C. G. Jung understood the anima in a wide variety of ways but especially as a multifaceted archetype and as a field of energy. In Anima and Africa: Jungian Essays on Psyche, Land, and Literature, Matthew A. Fike uses these principles to analyze male characters in well-known British, American, and African fiction.

Jung wrote frequently about the Kore (maiden, matron, crone) and the "stages of eroticism" (Eve, Mary, Helen, Sophia). The feminine principle’s many aspects resonate throughout the study and are emphasized in the opening chapters on Ernest Hemingway, Henry Rider Haggard, and Olive Schreiner. The anima-as-field can be "tapped" just as the collective unconscious can be reached through nekyia or descent. These processes are discussed in the middle chapters on novels by Laurens van der Post, Doris Lessing, and J. M. Coetzee. The final chapters emphasize the anima’s role in political/colonial dysfunction in novels by Barbara Kingsolver, Chinua Achebe/Nadine Gordimer, and Aphra Behn.
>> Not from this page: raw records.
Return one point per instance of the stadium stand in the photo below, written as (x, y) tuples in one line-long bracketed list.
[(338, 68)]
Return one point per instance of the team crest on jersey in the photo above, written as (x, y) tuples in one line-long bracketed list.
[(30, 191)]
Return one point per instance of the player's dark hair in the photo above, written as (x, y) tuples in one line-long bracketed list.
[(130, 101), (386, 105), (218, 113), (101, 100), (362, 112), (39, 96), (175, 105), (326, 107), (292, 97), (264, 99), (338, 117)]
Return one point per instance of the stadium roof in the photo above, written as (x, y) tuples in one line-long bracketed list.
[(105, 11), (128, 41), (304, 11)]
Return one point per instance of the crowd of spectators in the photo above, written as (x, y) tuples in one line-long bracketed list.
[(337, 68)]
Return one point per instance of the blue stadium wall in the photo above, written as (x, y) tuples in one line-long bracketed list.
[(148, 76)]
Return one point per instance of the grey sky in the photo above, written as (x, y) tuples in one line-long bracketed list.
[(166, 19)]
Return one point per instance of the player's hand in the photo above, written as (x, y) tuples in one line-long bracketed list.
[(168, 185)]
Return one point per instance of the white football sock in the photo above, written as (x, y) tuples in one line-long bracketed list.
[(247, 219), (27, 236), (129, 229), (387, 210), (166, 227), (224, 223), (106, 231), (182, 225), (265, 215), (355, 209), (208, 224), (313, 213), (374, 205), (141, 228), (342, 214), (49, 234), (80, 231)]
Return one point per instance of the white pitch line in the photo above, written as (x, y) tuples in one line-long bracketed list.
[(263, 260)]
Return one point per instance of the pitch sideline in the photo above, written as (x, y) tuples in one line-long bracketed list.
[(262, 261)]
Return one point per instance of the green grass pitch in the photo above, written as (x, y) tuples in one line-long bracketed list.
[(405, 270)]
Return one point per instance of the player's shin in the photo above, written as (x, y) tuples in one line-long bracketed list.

Anima and Africa applies Jung’s African journeys to literary texts, explores his interest in Haggard, and provides fresh insights into van der Post’s late novels. The study discovers Lessing’s use of Jung’s autobiography, deepens the scholarship on Coetzee’s use of Faust, and explores the anima’s relationship to the personal and collective shadow. It will be essential reading for academics and scholars of Jungian and post-Jungian studies, literary studies, and postcolonial studies, and will also appeal to analytical psychologists and Jungian psychotherapists in practice and in training.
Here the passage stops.